His own ritual feels the same: practical, grounded, without fuss. He explained how he prepares the tea – and that it doesn’t have to be complicated. In essence: water, one or two teaspoons, let it steep. If you find the taste too strong, you simply make it milder. For him the important part isn’t the “perfect” instruction, but the moment it becomes part of the day.
What stayed with me was a small, almost casual idea: he brews a glass in the morning and puts it in the fridge. Drunk cold, he said, the tea is milder for him – and that’s how Cancer Bush becomes a personal companion through the day. Not staged, just routine.
Then we talked about the Cancer Bush cream. And this was typically Rossouw: first a big statement, then a laugh, then the correction. At its core it wasn’t about numbers, but the idea behind it: a cream that doesn’t just carry a “bit” of plant content as label decoration, but takes Cancer Bush seriously – based on a simple, everyday recipe.

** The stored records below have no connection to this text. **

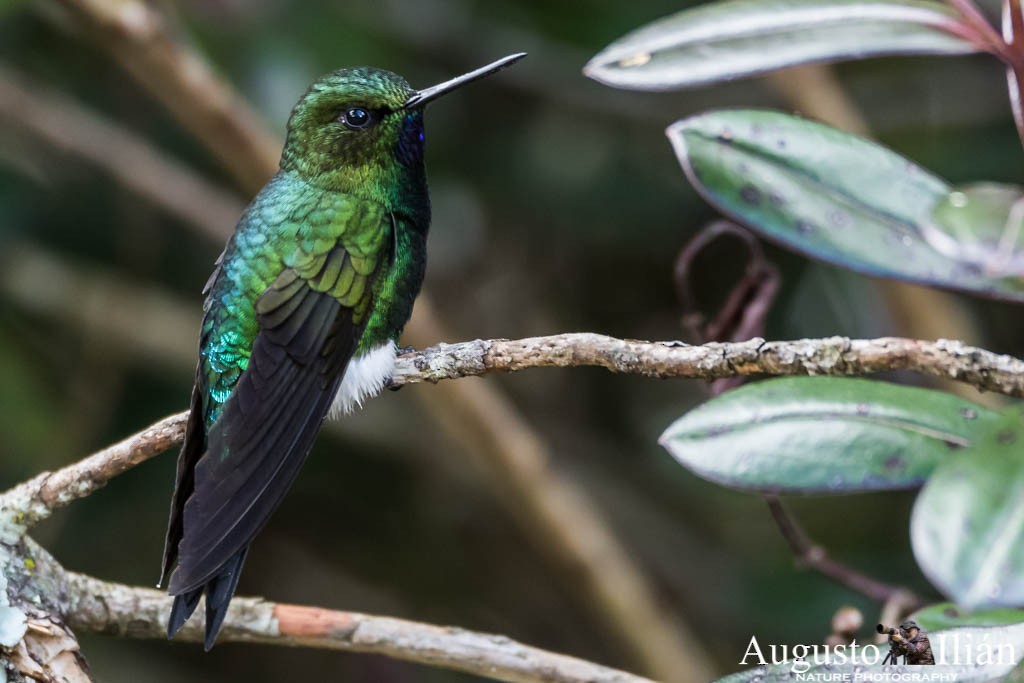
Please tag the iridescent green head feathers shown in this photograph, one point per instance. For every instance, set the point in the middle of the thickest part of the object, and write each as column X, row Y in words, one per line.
column 360, row 131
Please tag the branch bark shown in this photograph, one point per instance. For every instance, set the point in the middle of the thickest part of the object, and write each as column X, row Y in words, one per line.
column 136, row 612
column 34, row 500
column 833, row 355
column 88, row 603
column 557, row 515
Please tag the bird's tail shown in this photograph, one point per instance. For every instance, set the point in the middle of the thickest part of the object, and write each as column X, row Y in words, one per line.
column 218, row 595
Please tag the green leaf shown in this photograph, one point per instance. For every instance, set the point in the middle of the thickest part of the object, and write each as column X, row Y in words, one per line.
column 830, row 195
column 823, row 435
column 981, row 224
column 947, row 615
column 968, row 523
column 726, row 40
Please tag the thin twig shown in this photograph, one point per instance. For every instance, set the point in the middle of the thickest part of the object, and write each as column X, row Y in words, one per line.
column 835, row 355
column 98, row 606
column 832, row 355
column 987, row 37
column 557, row 515
column 815, row 557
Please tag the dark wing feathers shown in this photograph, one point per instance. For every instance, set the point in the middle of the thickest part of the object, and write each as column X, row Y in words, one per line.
column 233, row 473
column 266, row 427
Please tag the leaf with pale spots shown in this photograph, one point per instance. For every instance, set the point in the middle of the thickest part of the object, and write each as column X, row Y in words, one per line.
column 947, row 615
column 968, row 523
column 848, row 201
column 721, row 41
column 824, row 435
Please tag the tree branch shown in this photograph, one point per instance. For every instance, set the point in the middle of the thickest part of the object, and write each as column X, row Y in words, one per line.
column 136, row 612
column 105, row 607
column 833, row 355
column 815, row 557
column 555, row 513
column 34, row 500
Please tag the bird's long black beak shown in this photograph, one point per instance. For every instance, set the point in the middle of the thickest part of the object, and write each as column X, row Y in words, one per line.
column 433, row 92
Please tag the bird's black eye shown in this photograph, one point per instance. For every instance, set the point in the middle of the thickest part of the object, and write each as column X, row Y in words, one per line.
column 355, row 117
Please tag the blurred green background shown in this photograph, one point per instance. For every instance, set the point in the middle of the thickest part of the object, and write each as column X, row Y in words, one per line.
column 558, row 206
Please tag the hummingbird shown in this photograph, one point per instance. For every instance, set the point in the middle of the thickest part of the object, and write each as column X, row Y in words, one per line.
column 301, row 317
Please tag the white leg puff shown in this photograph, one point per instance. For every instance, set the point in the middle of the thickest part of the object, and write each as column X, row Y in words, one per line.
column 365, row 377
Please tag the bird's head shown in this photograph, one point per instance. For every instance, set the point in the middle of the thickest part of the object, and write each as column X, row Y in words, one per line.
column 360, row 130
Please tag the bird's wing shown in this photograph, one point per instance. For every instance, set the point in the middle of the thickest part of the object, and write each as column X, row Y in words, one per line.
column 310, row 321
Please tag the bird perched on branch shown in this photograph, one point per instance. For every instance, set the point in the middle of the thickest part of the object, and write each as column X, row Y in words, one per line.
column 301, row 317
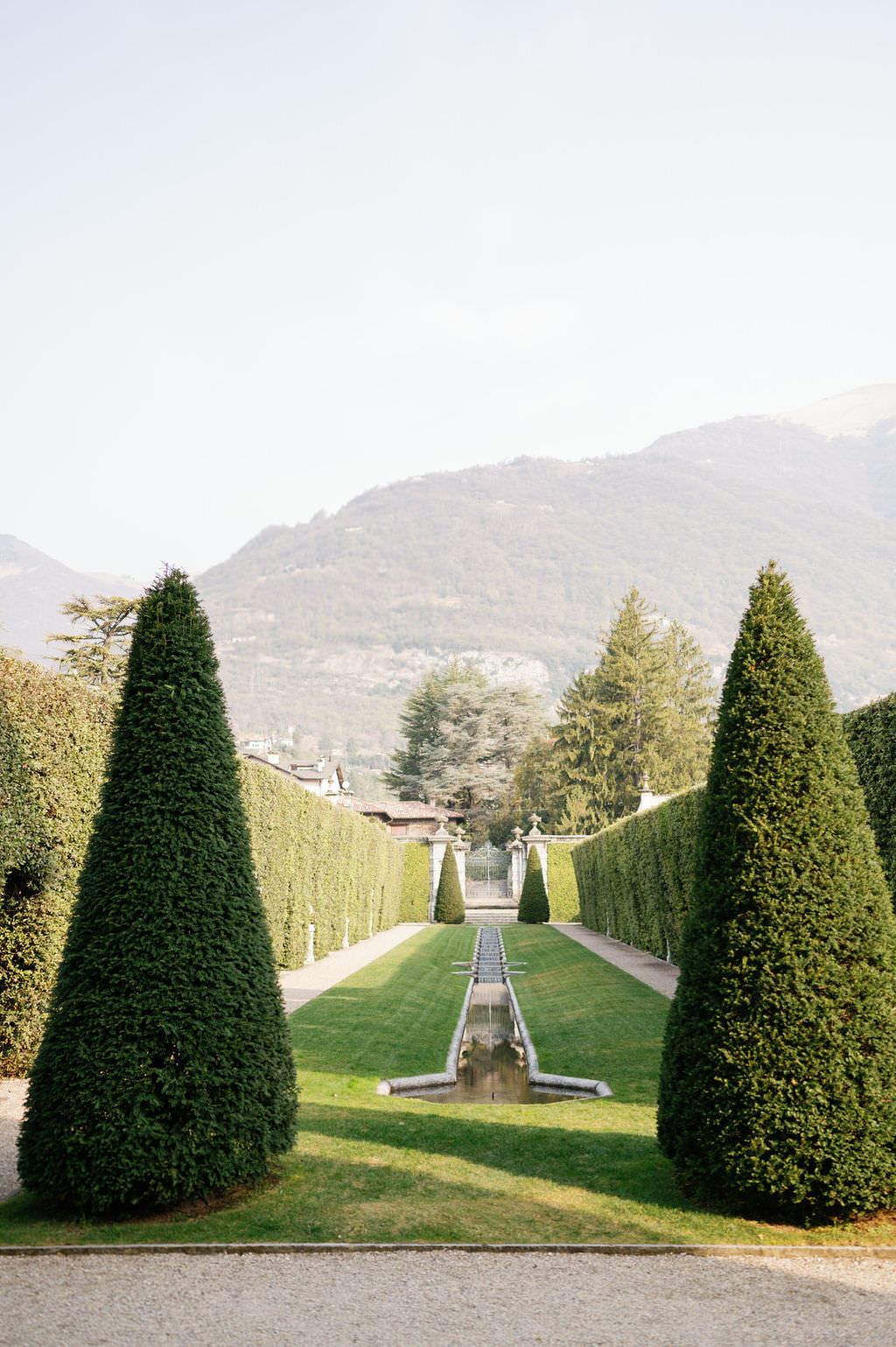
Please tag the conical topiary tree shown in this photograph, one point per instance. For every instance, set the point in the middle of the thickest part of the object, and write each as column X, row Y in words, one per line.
column 449, row 900
column 164, row 1071
column 778, row 1086
column 534, row 905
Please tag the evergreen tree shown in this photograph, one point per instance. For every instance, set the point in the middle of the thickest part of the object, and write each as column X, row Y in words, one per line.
column 100, row 654
column 449, row 900
column 778, row 1089
column 164, row 1071
column 640, row 717
column 534, row 905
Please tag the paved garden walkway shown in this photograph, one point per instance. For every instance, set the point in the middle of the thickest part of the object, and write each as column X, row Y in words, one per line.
column 655, row 972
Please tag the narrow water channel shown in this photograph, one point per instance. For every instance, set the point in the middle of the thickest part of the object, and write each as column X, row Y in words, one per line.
column 492, row 1063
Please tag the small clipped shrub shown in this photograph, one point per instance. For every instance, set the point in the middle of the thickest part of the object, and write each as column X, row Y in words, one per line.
column 561, row 882
column 416, row 882
column 778, row 1084
column 534, row 905
column 449, row 900
column 164, row 1072
column 871, row 733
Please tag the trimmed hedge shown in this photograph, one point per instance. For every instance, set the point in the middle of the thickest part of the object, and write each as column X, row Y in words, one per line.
column 449, row 899
column 562, row 889
column 416, row 882
column 635, row 876
column 317, row 864
column 54, row 737
column 871, row 733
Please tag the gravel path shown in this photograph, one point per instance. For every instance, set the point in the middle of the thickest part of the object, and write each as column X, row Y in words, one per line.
column 446, row 1299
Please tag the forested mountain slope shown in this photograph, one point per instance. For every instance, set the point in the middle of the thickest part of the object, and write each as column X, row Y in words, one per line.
column 326, row 625
column 32, row 586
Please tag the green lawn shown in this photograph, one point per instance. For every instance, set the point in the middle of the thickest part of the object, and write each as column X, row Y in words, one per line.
column 387, row 1168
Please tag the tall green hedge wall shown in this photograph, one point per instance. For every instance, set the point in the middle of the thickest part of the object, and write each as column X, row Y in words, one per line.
column 314, row 862
column 635, row 877
column 562, row 889
column 317, row 864
column 416, row 884
column 871, row 733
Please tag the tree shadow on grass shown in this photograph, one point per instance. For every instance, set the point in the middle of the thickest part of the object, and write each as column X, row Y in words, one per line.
column 618, row 1164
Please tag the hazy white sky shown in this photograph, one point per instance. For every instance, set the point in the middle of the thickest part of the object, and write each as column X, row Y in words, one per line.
column 262, row 256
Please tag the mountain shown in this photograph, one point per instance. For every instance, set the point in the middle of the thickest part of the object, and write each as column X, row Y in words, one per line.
column 329, row 624
column 32, row 586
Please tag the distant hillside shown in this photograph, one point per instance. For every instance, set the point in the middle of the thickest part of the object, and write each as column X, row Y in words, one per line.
column 327, row 625
column 32, row 586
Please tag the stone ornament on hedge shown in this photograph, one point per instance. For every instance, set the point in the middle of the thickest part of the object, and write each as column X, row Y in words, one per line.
column 778, row 1086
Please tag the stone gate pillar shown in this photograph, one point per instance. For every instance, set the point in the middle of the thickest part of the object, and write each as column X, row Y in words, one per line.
column 518, row 864
column 461, row 847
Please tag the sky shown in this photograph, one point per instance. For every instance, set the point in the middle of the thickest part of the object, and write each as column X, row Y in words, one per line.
column 259, row 257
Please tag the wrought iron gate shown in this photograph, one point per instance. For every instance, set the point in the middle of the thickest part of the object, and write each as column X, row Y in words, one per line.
column 486, row 872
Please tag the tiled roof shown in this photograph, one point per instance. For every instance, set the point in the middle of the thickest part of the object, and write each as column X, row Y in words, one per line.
column 402, row 809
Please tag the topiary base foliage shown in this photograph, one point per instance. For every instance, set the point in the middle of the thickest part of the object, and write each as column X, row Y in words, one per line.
column 534, row 905
column 166, row 1070
column 449, row 900
column 778, row 1086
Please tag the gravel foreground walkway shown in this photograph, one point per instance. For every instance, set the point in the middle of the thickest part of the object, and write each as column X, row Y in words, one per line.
column 446, row 1299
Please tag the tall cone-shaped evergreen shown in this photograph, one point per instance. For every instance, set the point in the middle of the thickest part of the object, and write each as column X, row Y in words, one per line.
column 164, row 1071
column 449, row 900
column 534, row 905
column 778, row 1086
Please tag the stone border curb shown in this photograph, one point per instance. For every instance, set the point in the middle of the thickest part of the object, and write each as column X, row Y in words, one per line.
column 539, row 1077
column 886, row 1252
column 448, row 1077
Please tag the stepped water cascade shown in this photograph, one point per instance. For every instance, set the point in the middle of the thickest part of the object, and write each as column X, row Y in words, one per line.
column 492, row 1059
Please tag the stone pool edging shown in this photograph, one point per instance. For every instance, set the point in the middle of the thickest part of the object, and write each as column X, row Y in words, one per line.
column 398, row 1084
column 541, row 1077
column 538, row 1079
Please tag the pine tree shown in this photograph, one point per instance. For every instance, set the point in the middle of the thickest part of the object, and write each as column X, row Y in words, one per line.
column 778, row 1089
column 449, row 900
column 164, row 1071
column 640, row 715
column 462, row 739
column 534, row 905
column 99, row 655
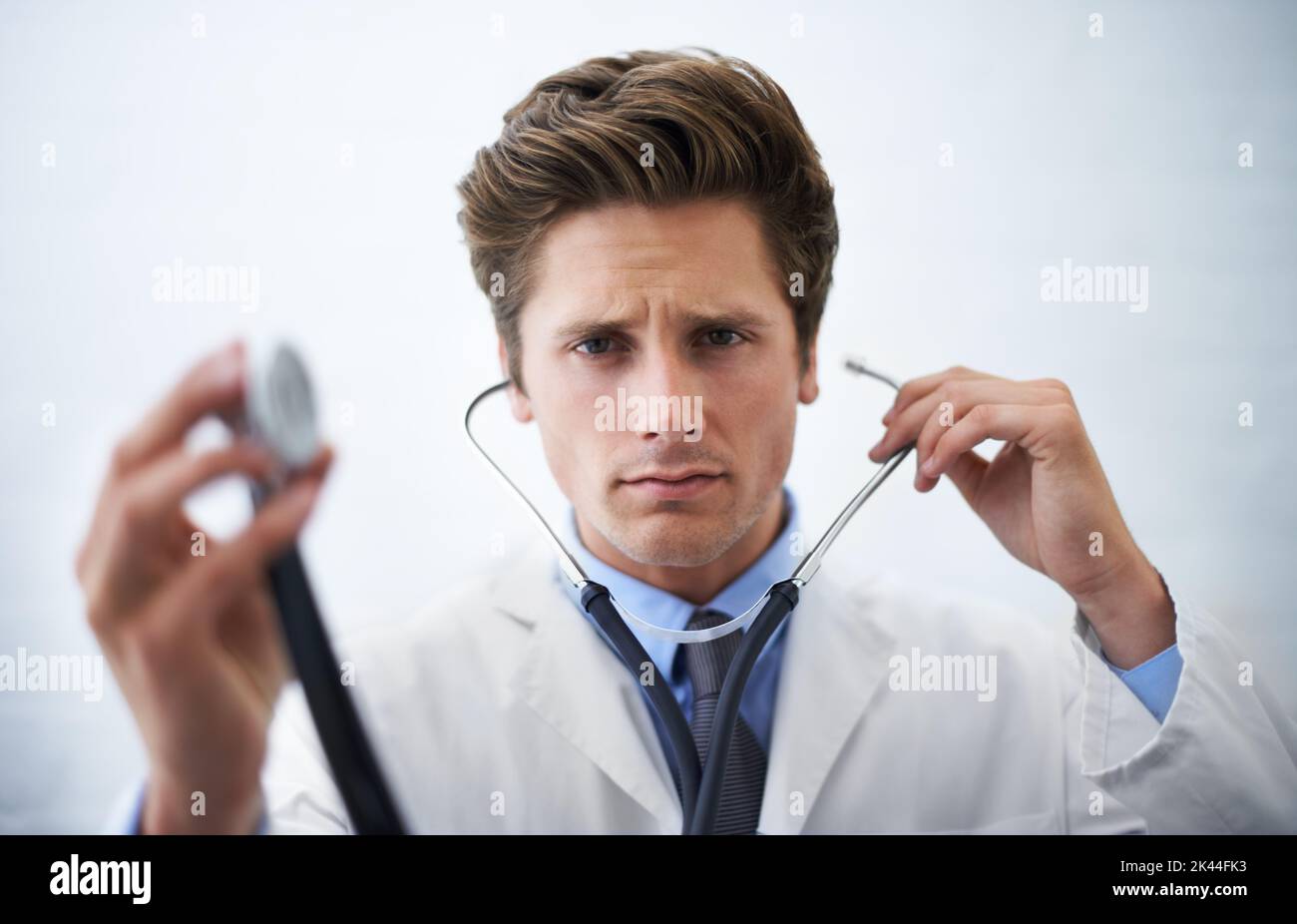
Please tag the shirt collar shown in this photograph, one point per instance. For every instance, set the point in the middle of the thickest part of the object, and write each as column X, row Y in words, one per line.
column 666, row 610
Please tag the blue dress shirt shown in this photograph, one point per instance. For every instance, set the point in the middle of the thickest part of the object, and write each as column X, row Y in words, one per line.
column 1153, row 682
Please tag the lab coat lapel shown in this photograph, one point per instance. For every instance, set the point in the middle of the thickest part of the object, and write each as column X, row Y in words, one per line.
column 576, row 685
column 834, row 661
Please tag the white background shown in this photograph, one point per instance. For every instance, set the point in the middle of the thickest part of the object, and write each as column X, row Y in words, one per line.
column 228, row 150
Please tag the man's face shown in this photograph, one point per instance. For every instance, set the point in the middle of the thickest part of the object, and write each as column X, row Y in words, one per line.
column 674, row 302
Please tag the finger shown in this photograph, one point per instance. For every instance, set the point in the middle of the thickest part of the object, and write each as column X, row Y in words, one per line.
column 916, row 388
column 956, row 398
column 215, row 582
column 943, row 406
column 156, row 491
column 1039, row 430
column 212, row 385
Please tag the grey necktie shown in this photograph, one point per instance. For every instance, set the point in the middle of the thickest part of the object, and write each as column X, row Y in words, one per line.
column 744, row 773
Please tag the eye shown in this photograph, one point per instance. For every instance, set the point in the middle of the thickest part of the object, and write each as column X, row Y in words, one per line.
column 722, row 336
column 595, row 345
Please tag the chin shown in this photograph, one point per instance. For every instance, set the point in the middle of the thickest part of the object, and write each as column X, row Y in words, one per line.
column 668, row 543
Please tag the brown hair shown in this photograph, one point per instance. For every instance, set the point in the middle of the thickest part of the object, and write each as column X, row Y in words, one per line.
column 718, row 128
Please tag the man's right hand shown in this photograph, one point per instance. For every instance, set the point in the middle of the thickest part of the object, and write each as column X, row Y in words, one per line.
column 193, row 639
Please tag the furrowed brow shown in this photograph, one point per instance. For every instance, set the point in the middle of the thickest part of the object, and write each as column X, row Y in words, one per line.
column 587, row 328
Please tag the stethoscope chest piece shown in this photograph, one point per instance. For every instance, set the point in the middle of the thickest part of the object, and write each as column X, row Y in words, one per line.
column 280, row 404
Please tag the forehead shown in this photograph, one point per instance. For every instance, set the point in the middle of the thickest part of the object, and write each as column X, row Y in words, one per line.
column 701, row 245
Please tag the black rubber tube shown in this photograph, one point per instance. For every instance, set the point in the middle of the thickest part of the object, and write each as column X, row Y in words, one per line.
column 355, row 768
column 598, row 603
column 783, row 599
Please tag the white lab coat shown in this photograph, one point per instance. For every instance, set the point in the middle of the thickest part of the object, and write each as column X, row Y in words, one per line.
column 501, row 710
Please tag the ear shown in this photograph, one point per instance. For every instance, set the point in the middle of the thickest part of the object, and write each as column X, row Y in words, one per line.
column 518, row 401
column 808, row 387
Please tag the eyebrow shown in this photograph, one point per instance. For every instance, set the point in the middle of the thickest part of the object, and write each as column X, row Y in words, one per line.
column 605, row 326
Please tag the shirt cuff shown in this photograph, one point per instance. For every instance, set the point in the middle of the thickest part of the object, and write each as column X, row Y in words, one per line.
column 1154, row 682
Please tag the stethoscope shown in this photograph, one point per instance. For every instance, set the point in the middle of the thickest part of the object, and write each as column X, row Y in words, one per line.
column 280, row 414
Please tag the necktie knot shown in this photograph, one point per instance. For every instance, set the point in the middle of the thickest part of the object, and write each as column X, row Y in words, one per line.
column 708, row 661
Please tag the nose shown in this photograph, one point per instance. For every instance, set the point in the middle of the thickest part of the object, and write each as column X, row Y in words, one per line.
column 666, row 387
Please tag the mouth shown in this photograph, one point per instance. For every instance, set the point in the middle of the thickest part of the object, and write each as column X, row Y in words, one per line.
column 673, row 486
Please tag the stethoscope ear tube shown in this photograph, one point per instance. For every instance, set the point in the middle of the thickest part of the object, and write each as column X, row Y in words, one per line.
column 598, row 604
column 355, row 769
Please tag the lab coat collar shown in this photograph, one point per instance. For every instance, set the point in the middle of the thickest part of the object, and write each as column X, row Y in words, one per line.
column 834, row 661
column 666, row 610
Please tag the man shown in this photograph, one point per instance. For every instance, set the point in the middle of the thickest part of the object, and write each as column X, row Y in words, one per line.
column 660, row 224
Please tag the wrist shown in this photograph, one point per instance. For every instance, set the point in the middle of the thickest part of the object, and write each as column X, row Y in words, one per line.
column 1132, row 616
column 169, row 808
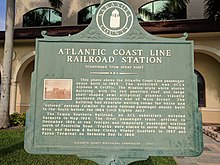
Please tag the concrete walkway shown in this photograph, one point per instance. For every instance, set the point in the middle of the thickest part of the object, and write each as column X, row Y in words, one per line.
column 210, row 155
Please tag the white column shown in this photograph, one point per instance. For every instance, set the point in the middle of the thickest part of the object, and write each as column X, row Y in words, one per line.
column 13, row 96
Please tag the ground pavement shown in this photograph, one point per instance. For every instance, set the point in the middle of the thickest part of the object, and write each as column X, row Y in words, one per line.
column 210, row 155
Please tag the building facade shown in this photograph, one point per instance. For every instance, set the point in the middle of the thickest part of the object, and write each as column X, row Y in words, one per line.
column 33, row 16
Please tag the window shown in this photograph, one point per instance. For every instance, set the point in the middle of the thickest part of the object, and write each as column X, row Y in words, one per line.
column 85, row 15
column 42, row 17
column 163, row 10
column 201, row 89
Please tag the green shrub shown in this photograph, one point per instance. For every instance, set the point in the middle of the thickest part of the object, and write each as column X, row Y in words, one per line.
column 17, row 119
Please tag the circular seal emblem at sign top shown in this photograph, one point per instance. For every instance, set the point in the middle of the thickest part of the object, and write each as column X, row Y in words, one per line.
column 114, row 18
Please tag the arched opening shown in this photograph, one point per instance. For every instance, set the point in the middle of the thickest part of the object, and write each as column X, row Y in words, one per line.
column 163, row 10
column 85, row 15
column 21, row 84
column 201, row 89
column 42, row 17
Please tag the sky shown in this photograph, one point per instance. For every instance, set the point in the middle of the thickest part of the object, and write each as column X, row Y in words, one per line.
column 2, row 15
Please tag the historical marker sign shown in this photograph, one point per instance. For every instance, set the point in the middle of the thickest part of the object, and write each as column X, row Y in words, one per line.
column 114, row 91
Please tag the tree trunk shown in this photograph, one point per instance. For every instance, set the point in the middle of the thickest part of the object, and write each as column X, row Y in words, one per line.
column 7, row 64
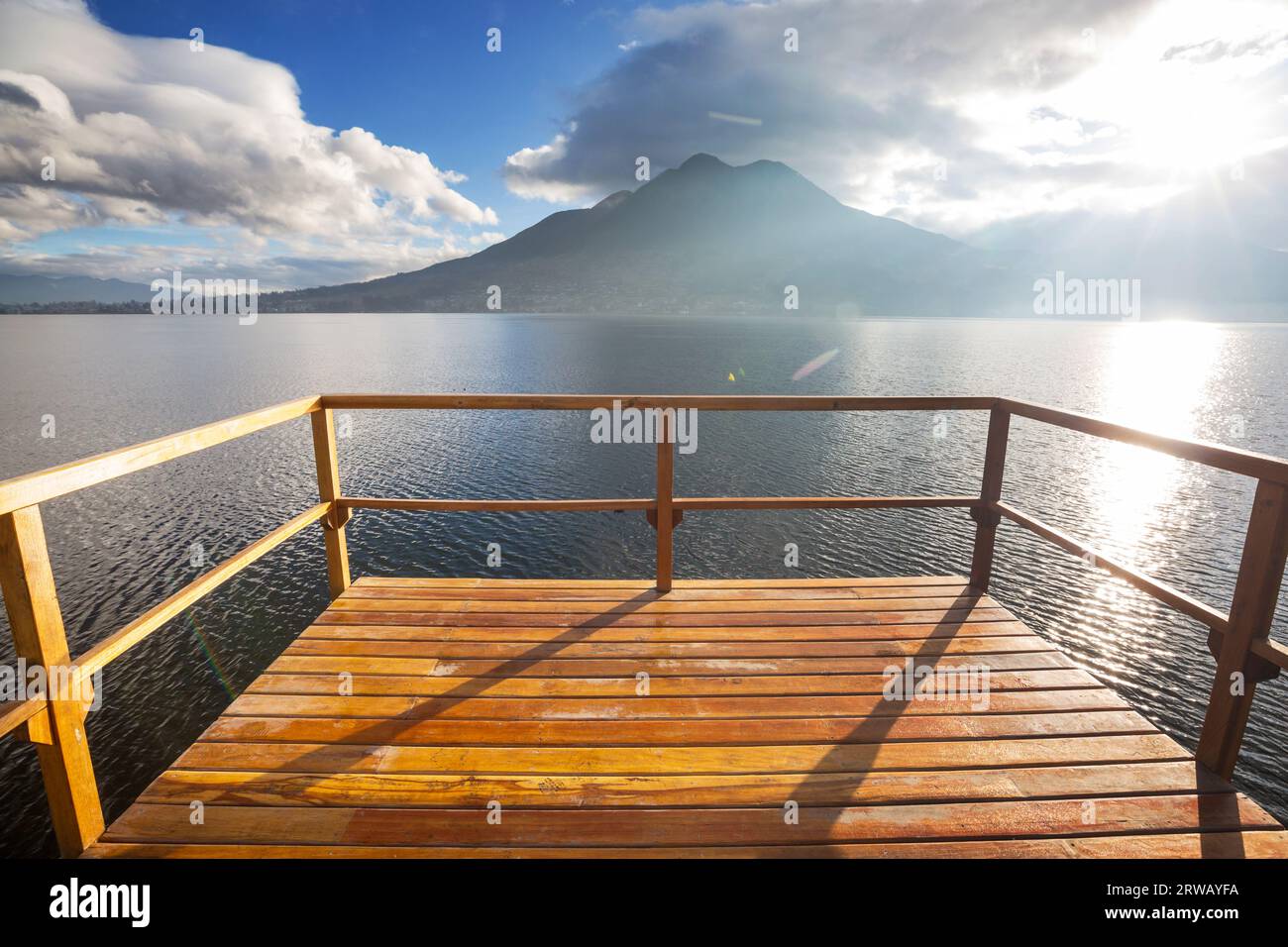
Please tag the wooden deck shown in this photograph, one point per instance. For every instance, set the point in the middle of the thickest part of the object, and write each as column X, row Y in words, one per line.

These moments are why I visit farms. Not to collect “facts from the internet”, but to understand how things come to be: through habits, family knowledge, and decisions made on the farm – sometimes over decades.
And then there’s the second story that you could hardly invent today: how the brand name ZITHANDE HERBS was born. Before there was even any thought of marketing, Rossouw once talked about Cancer Bush at an event. While he spoke, someone kept calling out a word into the room: “Zithande!” This word comes from Xhosa and roughly means: “Love yourself.” That phrase stuck. Not as an advertising slogan, but as an attitude. And at some point it became the name under which the products are known today: ZITHANDE HERBS.
When you visit Meerlandsvlei, you quickly understand: Cancer Bush is not the “main business” here – and that’s exactly what makes it credible. The farm lives from grain and cattle. Cancer Bush is something that comes from the family, was passed along, and is now carried forward by Herma Schoeman and her family. A project that isn’t loud, but steady. And that’s exactly why it fits so well with what I want to show in my shop: the people behind it.